Bad Langensalza: Debatte über den Kauf des Bahnhofsgebäudes

Bad Langensalza  Nach einem Ortstermin kommt wieder Bewegung in die Diskussion um den repräsentativen, aber heruntergekommenen Bau, der zum Verkauf steht. Der russische Eigentümer will verkaufen.

Das Bahnhofsgebäude in Bad Langensalza steht seit Monaten zum Verkauf. 

Das Bahnhofsgebäude in Bad Langensalza steht seit Monaten zum Verkauf. 

Foto: Klaus Wuggazer

Soll die Stadt das verwahrloste Bahnhofsgebäude kaufen? Über dieses Thema entbrannte am Dienstag im Hauptausschuss eine Debatte. Volker Pöhler (CDU) hatte dazu nachgefragt, weil es am selben Tag eine Besichtigung des Gebäudes gegeben hatte. Dabei waren unter anderem Bürgermeister Matthias Reinz (parteilos), die Baubehörde sowie ein Vertreter des russischen Besitzers anwesend, der das Gebäude für 111.000 Euro verkaufen will.

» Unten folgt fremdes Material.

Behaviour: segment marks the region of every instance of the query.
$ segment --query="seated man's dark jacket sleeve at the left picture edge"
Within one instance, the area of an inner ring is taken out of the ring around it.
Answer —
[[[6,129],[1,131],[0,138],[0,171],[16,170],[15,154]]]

„Wir waren erschüttert vom Zustand“, sagte Reinz. Er hatte, als das Verkaufsangebot 2017 erschien, angekündigt, Kontakt zum Besitzer zu suchen. Im Oktober hatte er im Gespräch mit unserer Zeitung allerdings davor gewarnt, nur den scheinbar günstigen Kaufpreis zu sehen: „Das wäre angesichts der nötigen Investitionen ein Fass ohne Boden.“ Nun sagte er, dass es „mein Interesse als Stadt ist, den Bahnhof wieder zu besitzen“.

Man werde nach dem Termin Auflagen erstellen, wie das Haus gesichert werden muss. Möglicherweise relativiere sich angesichts der Kosten dafür dann der Verkaufspreis. Immer wieder gibt es dort schweren Vandalismus. Auch die Feuerwehr nahm schon Notsicherungen vor.

2010 hatte die Bahn das Gebäude zum Verkauf angeboten, 2013 erhielt eine Immobilienfirma aus Luxemburg den Zuschlag für 18.000 Euro. 2015 übernahm ein Russe den Bau, wohl für 27.000 Euro. Bereits 2013 war der letzte Mieter, ein Taxi-Unternehmen, auszogen. 2016 versuchten Jugendliche, das Gebäude mit Zustimmung des Eigentümers als Club zu nutzen. Auch dies scheiterte, der Verfall ging weiter.

Interesse, aber Warnung vor uferlosen Kosten

Hans-Joachim Büttner (CDU) warnte deshalb vor einem Kauf: „Die Kosten werden in die Millionen gehen.“ Natürlich brauche es vorher ein trägfähiges Nutzungskonzept, entgegnete Matthias Reinz. Aber wenigstens die Fassade des repräsentativen Gebäudes müsste wieder hergerichtet werden. Volker Pöhler meinte ebenfalls: „Wir sollten drüber nachdenken. Wir können das Gebäude ja nicht wegtragen und müssen eine Lösung suchen.“ Monika Ortmann (Linke) gab ihm recht: Der Bahnhof begrüße viele Gäste der Stadt und präge damit ihr Bild. Da gelte besonders für die Bundesgartenschau 2021.

Torsten Wronowski (WIR) begrüßte den Vorstoß auch und meinte, man solle Fördermöglichkeiten suchen oder ein Projekt mit Architektur-Studenten prüfen. Alexander Ernst (FDP) mahnte, vor einer Entscheidung alle Aspekte sorgsam zu prüfen. Dass der Druck auf den Eigentümer steige, sei gut. Aber alles andere müsse man sehen, „ohne in Euphorie zu verfallen“.